Over the years, McLaren’s technology has become a product in its own right, with other racing teams as customers. “We set up a managed service for a whole range of race teams to test their cars,” McGrath says. (He declined to name the teams, citing confidentiality agreements.) “We were able to help them accelerate the pace of development and performance way faster than they would have done if they had to work from scratch and build their own sim.”
That experience gave McLaren the idea of marketing the system to the car industry at large. While many carmakers use simulators for tasks such as assessing driver behaviour or virtual crash testing, McLaren says its tools would extend the possibilities to end-to-end development.
“We hired people from most of those companies for our simulation team, so we know what their simulators are not capable of,” McGrath says.
Perhaps the greatest advantage of McLaren’s simulator system, now in its third generation, is its flexibility. It can accommodate models of vehicles ranging from Formula 1 cars and sports cars – such as McLaren’s 650S – to family sedans and sport utility vehicles.

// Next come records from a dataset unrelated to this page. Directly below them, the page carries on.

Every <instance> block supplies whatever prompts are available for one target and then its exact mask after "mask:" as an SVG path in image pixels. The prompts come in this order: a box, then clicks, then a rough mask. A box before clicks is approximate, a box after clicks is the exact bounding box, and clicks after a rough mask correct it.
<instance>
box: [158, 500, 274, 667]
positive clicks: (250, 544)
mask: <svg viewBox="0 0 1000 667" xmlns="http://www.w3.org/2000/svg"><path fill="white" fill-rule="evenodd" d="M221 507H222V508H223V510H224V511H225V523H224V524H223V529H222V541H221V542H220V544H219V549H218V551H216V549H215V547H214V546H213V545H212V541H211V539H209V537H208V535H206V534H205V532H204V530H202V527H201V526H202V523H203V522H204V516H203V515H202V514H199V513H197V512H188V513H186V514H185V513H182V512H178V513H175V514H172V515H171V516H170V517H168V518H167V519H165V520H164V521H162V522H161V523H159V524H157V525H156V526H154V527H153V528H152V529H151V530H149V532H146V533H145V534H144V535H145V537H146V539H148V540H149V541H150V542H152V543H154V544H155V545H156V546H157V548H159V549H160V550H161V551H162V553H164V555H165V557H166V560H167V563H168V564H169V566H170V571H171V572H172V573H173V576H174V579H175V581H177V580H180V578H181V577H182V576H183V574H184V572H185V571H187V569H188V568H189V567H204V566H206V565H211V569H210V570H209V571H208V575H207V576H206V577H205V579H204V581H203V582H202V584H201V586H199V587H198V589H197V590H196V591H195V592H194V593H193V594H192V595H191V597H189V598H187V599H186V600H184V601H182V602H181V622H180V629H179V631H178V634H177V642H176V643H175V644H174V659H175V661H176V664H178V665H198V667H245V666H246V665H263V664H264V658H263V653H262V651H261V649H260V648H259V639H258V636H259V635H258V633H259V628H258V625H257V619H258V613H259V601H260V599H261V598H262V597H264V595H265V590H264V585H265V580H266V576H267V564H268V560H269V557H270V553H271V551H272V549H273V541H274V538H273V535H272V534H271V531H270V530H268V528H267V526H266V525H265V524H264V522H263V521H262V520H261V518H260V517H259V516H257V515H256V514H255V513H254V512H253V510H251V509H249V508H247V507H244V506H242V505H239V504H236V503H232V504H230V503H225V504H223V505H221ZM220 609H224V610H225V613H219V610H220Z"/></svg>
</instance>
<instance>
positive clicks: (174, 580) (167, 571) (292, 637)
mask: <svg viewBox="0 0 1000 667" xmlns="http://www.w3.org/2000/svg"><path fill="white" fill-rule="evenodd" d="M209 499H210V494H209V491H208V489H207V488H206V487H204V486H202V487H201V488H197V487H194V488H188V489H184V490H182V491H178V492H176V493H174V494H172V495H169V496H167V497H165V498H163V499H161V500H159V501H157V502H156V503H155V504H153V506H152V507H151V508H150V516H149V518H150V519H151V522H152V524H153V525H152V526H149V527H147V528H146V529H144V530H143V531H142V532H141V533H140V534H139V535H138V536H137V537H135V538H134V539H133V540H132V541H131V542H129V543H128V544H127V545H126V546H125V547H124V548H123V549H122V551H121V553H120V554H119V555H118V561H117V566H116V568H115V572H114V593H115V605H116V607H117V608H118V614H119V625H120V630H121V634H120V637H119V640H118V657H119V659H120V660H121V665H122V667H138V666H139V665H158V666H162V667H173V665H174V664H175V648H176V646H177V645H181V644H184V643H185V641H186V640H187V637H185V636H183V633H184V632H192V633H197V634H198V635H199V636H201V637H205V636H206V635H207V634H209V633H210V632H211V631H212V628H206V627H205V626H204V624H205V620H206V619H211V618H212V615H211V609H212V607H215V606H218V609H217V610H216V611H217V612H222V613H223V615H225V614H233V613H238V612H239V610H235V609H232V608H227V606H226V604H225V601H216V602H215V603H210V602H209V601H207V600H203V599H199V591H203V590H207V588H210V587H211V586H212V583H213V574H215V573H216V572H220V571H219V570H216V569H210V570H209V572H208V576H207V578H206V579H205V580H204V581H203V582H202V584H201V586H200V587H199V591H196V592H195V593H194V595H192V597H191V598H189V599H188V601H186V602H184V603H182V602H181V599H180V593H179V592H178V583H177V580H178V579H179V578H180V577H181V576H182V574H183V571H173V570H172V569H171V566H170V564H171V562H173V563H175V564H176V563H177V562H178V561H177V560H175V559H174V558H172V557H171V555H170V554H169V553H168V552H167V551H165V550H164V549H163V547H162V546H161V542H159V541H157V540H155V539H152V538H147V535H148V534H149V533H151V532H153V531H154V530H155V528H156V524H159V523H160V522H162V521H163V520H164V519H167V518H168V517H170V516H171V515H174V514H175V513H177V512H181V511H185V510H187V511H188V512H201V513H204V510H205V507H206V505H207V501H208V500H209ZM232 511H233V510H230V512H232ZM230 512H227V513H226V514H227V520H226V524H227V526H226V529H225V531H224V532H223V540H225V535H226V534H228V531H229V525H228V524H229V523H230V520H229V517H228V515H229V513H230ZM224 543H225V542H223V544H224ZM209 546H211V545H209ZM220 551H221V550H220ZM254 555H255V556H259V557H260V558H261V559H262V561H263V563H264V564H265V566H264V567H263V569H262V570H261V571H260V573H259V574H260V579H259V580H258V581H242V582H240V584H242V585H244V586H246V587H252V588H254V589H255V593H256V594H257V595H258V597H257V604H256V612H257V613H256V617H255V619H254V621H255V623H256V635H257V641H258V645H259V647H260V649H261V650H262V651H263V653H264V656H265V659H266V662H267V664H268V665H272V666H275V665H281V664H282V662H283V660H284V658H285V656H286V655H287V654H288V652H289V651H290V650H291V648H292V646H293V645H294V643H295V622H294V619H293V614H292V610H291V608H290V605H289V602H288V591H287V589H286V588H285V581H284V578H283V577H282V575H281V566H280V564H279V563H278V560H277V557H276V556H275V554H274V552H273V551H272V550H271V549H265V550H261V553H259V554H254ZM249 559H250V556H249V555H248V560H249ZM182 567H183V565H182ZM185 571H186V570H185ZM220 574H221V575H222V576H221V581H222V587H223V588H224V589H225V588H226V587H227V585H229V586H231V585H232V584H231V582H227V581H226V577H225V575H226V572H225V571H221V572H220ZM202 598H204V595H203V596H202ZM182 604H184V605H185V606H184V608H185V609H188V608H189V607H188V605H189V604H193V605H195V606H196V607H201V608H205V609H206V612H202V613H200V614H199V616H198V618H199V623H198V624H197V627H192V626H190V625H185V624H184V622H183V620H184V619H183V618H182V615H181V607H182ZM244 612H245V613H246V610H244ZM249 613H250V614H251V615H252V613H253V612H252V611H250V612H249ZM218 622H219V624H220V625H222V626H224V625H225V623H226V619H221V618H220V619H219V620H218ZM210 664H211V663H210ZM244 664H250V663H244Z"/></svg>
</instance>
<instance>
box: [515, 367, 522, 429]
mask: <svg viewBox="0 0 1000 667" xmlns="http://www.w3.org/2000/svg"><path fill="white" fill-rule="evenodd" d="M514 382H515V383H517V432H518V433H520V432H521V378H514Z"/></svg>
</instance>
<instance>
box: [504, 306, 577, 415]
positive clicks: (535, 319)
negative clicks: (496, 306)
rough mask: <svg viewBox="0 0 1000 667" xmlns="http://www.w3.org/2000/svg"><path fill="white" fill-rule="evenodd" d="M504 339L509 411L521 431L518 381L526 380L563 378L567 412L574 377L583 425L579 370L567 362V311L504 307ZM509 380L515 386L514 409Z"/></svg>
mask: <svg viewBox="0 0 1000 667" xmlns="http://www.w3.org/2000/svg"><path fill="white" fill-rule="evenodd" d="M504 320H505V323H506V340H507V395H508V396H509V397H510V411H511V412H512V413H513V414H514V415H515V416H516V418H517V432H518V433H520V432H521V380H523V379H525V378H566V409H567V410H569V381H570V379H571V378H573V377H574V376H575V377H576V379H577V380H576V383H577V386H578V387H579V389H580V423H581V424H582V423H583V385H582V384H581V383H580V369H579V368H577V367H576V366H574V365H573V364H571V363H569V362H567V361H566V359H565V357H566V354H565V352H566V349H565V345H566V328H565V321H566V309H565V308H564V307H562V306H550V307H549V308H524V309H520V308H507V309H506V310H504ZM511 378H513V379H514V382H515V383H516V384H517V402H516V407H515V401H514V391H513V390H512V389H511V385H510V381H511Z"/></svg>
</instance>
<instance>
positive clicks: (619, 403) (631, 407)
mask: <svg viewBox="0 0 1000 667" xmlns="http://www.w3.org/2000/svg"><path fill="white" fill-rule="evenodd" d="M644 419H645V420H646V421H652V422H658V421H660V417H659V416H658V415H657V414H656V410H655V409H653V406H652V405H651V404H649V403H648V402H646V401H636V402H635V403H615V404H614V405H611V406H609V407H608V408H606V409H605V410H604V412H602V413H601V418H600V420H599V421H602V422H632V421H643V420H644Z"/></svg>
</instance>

To market the system, McLaren formed a partnership with MTS, a company specialising in large-scale car-testing equipment. While some carmakers may want only the simulator’s motion platform or other individual components, McGrath says, “the big prize is to sell the whole simulation system”.
Francisco Veloso, dean of the Católica Lisbon School of Business and Economics, who has studied the use of virtualisation tools in the car industry, was cautious about the potential to replicate McLaren's efficiency on an industrial scale.
“Doing it at a broader level with global supply chains, it does take very sophisticated suppliers as well, and that is a different challenge,” he says. “They would have to rethink the development process to really incorporate these in a productive way.”
But with a simulator costing less than $10 million, McGrath says carmakers could see a return on their investment in the first year, with additional savings as they become more adept at using the technology. He says he was confident it could cut development time in half.
In the meantime, McLaren is exploring applications for simulators far beyond the realm of motor sports and transportation - like surgery.
With surgeons as with fighter pilots, “we can’t train you to have quick reactions,” McGrath says. “It’s something intrinsic in you. We use simulators to find these people out.”